Electrical properties of improper ferroelectrics from first principles
Massimiliano Stengel, Craig J. Fennie, Philippe Ghosez

TL;DR
This study uses first-principles calculations to analyze the structural and electrical properties of improper ferroelectrics, focusing on YMnO3 and PbTiO3/SrTiO3 superlattices, revealing how distortions influence ferroelectric behavior.
Contribution
It provides a first-principles perspective on improper ferroelectricity, explaining how structural distortions lead to polarization in different materials and guiding the design of multiferroic compounds.
Findings
YMnO3's polar state is robust due to oxygen polyhedra tilts.

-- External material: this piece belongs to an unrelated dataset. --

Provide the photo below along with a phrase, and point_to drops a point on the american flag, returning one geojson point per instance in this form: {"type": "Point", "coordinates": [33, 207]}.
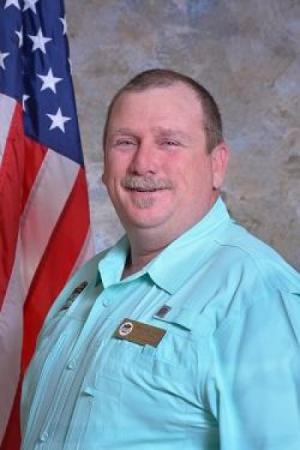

In PTO/STO, antiferrodistortive instabilities do not induce polarity.
Boundary conditions influence the polar or non-polar states.
Abstract
We study the interplay of structural and polar distortions in hexagonal YMnO3 and short-period PbTiO3/SrTiO3 superlattices by means of first-principles calculations at constrained electric displacement field D. We find that in YMnO3 the tilts of the oxygen polyhedra produce a robustly polar ground state, which persists at any choice of the electrical boundary conditions. Conversely, in PTO/STO the antiferrodistortive instabilities alone do not break inversion symmetry, and open-circuit bundary conditions restore a non-polar state. We suggest that this qualitative difference naturally provides a route to rationalizing the concept of "improper ferroelectricity" from the point of view of first-principles theory. We discuss the implications of our arguments for the design of novel multiferroic materials with enhanced functionalities, and for the symmetry analysis of the phase transitions.